Non c’è soltanto l’ex cineteatro Politeama tra i “pezzi grossi” messi in vendita dal Comune di Como con il voto finale di ieri sera in consiglio comunale (documento approvato soltanto dalla lista Rapinese Sindaco). L’altro immobile di rilievo per cui è stata avviata l’alienazione è sicuramente l’ex centro di accoglienza a Prestino su cui però, ancora poche ore fa, un vasto agglomerato di enti, associazioni e soggetti del terzo settore si era appellato per bloccare la vendita e rilanciare la struttura per l’aiuto delle persone fragili (qui il documento). Niente da fare, i rapinesiani hanno tirato diritto e messo in vendita il centro.
“La presenza in Consiglio comunale e le parole dei giorni scorsi delle associazioni del territorio hanno lanciato un messaggio forte e chiaro, che poi è lo stesso che già qualche settimana fa avevamo portato all’attenzione – attaccano oggi i consiglieri comunali del Pd Patrizia Lissi e Stefano Legnani – A Como c’è una forte emergenza abitativa e c’è un terzo settore che lavora con impegno per provare a porre rimedio. In una situazione del genere, vendere la struttura di via Sacco e Vanzetti è una decisione scellerata e irresponsabile verso le persone meno fortunate e verso chi si impegna quotidianamente per loro e che non possiamo che ringraziare”.
“È bene ricordare che l’edificio è nato, nel 2004, grazie a un finanziamento regionale, proprio per l’emergenza abitativa e per ospitare le persone in difficoltà – aggiungono nella nota diffusa oggi – Dopo essere stato utilizzato anche dalla Prefettura, è passato nelle mani del Comune, che lo ha dato ai servizi sociali. Qualche tempo fa, grazie a un contributo ministeriale, la Prefettura ha chiesto all’Amministrazione di poter tornare a gestirlo, ma la proposta è stata rifiutata, perché la Giunta Comunale dichiarò l’urgenza di mantenere strutture e spazi da destinare prioritariamente a finalità sociali di propria competenza, con particolare priorità ai servizi per disabili. Risultato? Non è mai stato fatto nulla, tanto che, ora, il sindaco ha pensato di venderlo, di fatto condannandolo ad almeno altri due anni di non utilizzo. Incalzato dalle domande dei consiglieri, inoltre, il sindaco non ha in alcun modo motivato la scelta di vendere l’immobile solo pochi mesi dopo avere dichiarato la sua necessità per finalità di tipo sociale”.

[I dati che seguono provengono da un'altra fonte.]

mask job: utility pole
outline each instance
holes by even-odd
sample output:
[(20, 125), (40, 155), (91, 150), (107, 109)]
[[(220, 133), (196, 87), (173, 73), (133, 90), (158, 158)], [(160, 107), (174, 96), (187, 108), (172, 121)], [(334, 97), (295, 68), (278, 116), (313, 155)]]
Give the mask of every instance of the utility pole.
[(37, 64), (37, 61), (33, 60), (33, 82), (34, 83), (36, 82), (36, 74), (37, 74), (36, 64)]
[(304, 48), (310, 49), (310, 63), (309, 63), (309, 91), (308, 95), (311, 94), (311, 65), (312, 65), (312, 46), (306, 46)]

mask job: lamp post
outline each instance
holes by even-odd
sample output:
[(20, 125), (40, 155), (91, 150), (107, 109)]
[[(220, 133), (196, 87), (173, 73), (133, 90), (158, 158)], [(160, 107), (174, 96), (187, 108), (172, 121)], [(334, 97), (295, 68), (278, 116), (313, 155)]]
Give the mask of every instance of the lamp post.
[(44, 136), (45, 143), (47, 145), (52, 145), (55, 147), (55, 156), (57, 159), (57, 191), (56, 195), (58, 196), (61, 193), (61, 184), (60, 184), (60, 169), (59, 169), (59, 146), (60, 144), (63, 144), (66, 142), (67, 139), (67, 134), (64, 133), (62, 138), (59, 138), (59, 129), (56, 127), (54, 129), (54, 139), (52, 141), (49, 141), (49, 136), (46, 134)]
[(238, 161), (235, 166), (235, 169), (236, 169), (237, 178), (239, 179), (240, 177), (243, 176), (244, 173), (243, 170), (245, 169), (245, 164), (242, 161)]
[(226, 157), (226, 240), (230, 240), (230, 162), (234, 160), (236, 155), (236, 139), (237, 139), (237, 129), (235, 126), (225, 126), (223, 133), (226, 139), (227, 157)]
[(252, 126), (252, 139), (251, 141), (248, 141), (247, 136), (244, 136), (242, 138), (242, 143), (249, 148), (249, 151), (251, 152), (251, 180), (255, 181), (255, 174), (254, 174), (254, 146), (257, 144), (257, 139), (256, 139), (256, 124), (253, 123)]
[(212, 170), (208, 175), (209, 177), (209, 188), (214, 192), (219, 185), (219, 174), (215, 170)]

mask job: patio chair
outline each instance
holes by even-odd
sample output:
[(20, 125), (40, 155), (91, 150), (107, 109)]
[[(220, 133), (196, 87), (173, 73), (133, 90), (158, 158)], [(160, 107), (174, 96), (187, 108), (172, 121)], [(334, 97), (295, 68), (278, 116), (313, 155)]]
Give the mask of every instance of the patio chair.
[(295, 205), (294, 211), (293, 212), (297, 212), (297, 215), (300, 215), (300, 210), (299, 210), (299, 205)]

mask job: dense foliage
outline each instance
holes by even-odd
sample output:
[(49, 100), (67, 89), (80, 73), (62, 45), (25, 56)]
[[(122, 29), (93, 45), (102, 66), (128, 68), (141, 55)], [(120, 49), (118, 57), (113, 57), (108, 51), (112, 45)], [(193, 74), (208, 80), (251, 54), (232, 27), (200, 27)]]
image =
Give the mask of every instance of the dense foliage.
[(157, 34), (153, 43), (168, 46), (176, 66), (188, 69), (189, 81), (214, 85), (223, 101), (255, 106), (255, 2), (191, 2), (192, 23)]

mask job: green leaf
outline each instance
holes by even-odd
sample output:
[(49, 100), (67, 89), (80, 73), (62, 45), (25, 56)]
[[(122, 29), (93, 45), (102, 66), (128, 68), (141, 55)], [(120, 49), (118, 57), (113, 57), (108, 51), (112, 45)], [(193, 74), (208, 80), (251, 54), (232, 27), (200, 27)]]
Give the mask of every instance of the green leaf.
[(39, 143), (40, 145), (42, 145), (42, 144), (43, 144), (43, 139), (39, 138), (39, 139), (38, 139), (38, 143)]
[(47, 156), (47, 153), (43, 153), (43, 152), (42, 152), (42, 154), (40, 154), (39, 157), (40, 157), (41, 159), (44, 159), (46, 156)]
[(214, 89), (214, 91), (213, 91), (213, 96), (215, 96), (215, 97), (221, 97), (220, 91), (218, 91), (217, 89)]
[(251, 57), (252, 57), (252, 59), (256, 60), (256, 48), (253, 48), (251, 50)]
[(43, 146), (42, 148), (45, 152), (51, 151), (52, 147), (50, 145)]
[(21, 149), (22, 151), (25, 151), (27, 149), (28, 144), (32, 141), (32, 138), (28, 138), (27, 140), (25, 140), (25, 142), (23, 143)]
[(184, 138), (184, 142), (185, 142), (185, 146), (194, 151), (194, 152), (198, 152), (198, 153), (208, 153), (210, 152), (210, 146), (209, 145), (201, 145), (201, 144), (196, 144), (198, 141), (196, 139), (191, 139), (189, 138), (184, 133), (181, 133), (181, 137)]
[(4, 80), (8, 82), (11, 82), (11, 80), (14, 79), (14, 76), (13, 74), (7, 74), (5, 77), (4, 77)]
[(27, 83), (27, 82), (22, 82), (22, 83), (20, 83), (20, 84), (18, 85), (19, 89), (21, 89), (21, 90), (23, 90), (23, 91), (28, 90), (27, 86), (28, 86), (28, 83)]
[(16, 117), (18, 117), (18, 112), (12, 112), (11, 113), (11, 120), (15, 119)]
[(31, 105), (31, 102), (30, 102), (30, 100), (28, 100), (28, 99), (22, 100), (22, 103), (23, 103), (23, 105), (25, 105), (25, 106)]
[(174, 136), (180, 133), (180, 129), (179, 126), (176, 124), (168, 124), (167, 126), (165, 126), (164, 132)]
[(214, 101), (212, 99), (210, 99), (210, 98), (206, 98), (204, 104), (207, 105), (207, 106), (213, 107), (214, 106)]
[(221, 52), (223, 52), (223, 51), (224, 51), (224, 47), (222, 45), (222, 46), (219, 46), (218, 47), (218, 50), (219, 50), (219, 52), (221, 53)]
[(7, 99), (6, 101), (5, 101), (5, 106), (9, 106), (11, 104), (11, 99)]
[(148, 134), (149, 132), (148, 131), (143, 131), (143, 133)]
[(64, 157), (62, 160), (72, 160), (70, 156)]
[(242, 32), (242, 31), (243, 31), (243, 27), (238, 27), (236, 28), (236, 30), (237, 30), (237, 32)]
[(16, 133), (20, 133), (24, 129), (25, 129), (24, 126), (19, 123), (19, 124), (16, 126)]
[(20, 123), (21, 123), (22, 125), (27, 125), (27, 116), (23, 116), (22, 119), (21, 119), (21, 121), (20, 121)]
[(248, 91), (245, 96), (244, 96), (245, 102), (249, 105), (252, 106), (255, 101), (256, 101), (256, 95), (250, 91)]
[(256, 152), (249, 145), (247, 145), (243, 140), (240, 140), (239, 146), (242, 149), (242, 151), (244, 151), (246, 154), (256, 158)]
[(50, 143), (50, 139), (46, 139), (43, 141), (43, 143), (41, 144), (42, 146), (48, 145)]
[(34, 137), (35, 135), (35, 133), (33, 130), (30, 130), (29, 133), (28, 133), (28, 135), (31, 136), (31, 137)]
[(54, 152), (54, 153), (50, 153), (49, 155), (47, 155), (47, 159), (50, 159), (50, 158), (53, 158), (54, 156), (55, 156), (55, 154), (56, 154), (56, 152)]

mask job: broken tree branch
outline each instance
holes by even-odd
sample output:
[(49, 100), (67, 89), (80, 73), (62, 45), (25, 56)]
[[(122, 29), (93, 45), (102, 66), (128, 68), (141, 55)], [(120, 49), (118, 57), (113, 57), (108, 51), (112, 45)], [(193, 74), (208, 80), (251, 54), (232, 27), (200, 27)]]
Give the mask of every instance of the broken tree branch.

“Le domande rimangono – concludono Lissi e Legnani – Perché non ridestinarlo allo scopo per cui era nato? Perché non parlare con le associazioni del territorio per vagliare le possibilità? Compito del Comune, che non è un’agenzia immobiliare, sarebbe quello di erogare servizi sulla base delle esigenze del territorio, che sono sotto gli occhi di tutti. Gravissimo non sfruttare l’opportunità di dare un riparo a tante persone in difficoltà: significa non averle a cuore”.